It’s suddenly grown a set of teeth.  

Some of Fox’s recent editorial decisions have enraged the Tweeter in Chief. There was its early call of the state of Arizona for Joe Biden. Host Neil Cavuto cut away from White House press secretary Kayleigh McEnany when she was “charging the other side with welcoming fraud and welcoming illegal voting” without anything resembling evidence to back up her assertions.  

So the Donald found himself a new safe space.  

A blizzard of retweets from his adoring fans pledging to abandon Fox in favour of Newsmax duly appeared on the president’s feed.  

Pity poor One America News (OAN). It’s been trading in the same brand of conspiracy theories and slavish adoration for years now. It banged the same drum as Newsmax post election. Voter fraud! Trump won! We’ll never see the indictments coz the Dems will just plead straight guilty when they come in. No, really. OAN’s Christina Bobb actually said that with a straight face.  

The previous pretender to the “network that outfoxes Fox” throne did get a mention or two, but Newsmax was Trump’s retweet king.
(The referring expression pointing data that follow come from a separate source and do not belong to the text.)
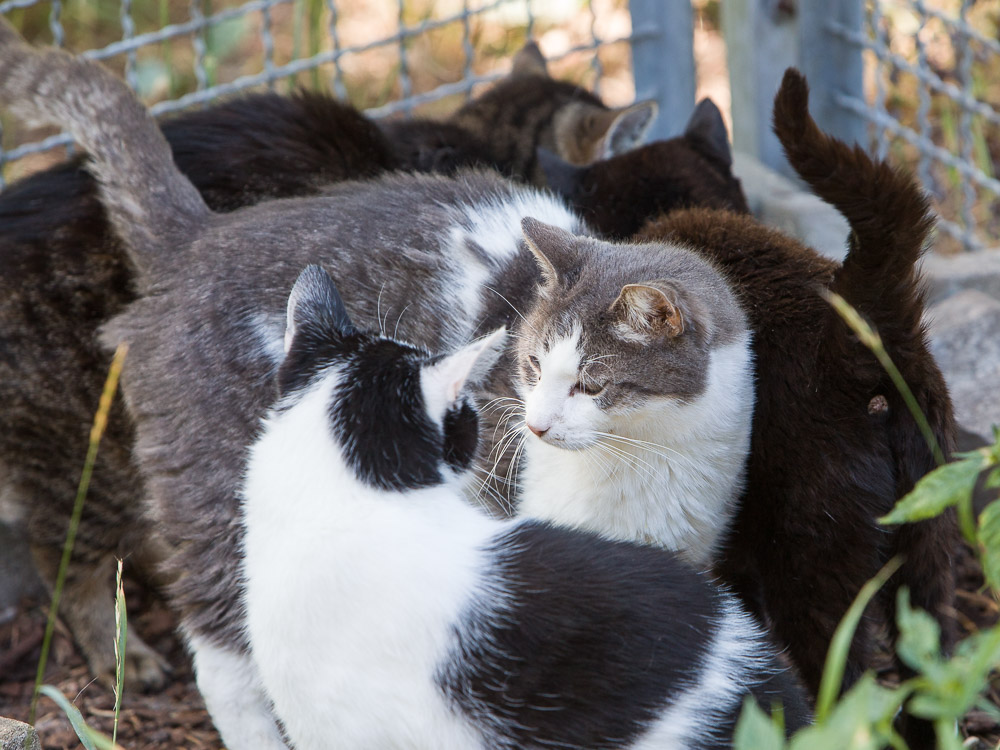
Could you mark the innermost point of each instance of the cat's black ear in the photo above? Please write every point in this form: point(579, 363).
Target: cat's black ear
point(444, 380)
point(562, 177)
point(627, 128)
point(649, 309)
point(552, 248)
point(315, 301)
point(529, 61)
point(708, 128)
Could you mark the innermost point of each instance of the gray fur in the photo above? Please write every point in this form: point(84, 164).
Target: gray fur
point(204, 336)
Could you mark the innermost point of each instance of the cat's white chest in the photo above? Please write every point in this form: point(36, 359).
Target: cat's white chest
point(350, 600)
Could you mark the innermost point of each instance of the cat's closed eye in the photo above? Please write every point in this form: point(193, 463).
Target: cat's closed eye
point(533, 371)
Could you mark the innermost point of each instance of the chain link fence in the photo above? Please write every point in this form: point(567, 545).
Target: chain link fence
point(932, 89)
point(387, 57)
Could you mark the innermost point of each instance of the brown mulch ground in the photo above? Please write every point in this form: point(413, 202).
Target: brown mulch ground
point(176, 717)
point(172, 718)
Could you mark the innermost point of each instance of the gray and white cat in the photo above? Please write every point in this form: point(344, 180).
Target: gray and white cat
point(385, 612)
point(433, 260)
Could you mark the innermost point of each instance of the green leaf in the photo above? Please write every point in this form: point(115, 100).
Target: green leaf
point(756, 730)
point(919, 635)
point(861, 720)
point(121, 629)
point(993, 480)
point(943, 488)
point(951, 687)
point(91, 739)
point(988, 536)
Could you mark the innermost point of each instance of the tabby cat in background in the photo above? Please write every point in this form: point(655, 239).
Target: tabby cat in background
point(66, 273)
point(834, 445)
point(384, 611)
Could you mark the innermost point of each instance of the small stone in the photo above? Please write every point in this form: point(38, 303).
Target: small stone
point(950, 274)
point(16, 735)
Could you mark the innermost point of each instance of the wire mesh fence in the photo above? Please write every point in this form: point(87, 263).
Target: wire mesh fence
point(933, 91)
point(387, 57)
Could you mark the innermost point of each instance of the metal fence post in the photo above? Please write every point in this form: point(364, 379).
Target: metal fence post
point(761, 41)
point(833, 64)
point(663, 61)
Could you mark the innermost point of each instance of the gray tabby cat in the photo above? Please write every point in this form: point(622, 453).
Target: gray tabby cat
point(431, 259)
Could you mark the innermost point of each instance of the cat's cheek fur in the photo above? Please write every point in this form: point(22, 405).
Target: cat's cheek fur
point(682, 495)
point(324, 629)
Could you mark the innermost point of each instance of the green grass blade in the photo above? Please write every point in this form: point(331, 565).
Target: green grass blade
point(121, 627)
point(840, 645)
point(96, 432)
point(90, 738)
point(870, 338)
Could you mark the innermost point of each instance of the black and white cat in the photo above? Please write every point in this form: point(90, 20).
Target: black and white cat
point(436, 259)
point(384, 611)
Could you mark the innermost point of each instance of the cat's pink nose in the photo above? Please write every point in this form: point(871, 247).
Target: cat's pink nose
point(538, 431)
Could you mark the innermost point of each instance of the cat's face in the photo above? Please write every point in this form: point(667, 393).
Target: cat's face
point(611, 342)
point(397, 415)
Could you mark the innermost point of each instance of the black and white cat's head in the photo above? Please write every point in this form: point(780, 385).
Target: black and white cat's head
point(398, 416)
point(624, 334)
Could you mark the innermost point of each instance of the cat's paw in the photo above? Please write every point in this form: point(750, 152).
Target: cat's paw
point(145, 669)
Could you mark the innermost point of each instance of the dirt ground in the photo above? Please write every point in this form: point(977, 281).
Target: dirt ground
point(176, 717)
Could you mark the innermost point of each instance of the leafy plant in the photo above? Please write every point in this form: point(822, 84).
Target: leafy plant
point(944, 688)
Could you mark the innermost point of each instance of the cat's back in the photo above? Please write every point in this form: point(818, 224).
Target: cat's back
point(775, 277)
point(266, 146)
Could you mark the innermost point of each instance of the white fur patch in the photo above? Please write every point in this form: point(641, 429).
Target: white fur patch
point(231, 686)
point(735, 657)
point(567, 419)
point(675, 489)
point(352, 591)
point(269, 330)
point(496, 222)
Which brings us to his next move, because he assuredly did not win the presidency, either in terms of the popular vote (Joe Biden got 5 million more and counting) or the crucial electoral college votes.  

Eventually reality is going to have to bite. The moonshot lawsuits will fail. The baseless allegations of fraud will go nowhere. Even slavish Republican lickspittles like South Carolina senator Lindsey Graham have been inching towards acceptance. He’s called for Joe Biden to be included in daily security briefings, albeit without conceding the Democrat’s victory.  

When Trump is finally turfed out of the White House, entering a media he plays so well is the logical next step.  

It’s been reported that he wants to “kill Fox” for its perceived disloyalty, with Trump TV.  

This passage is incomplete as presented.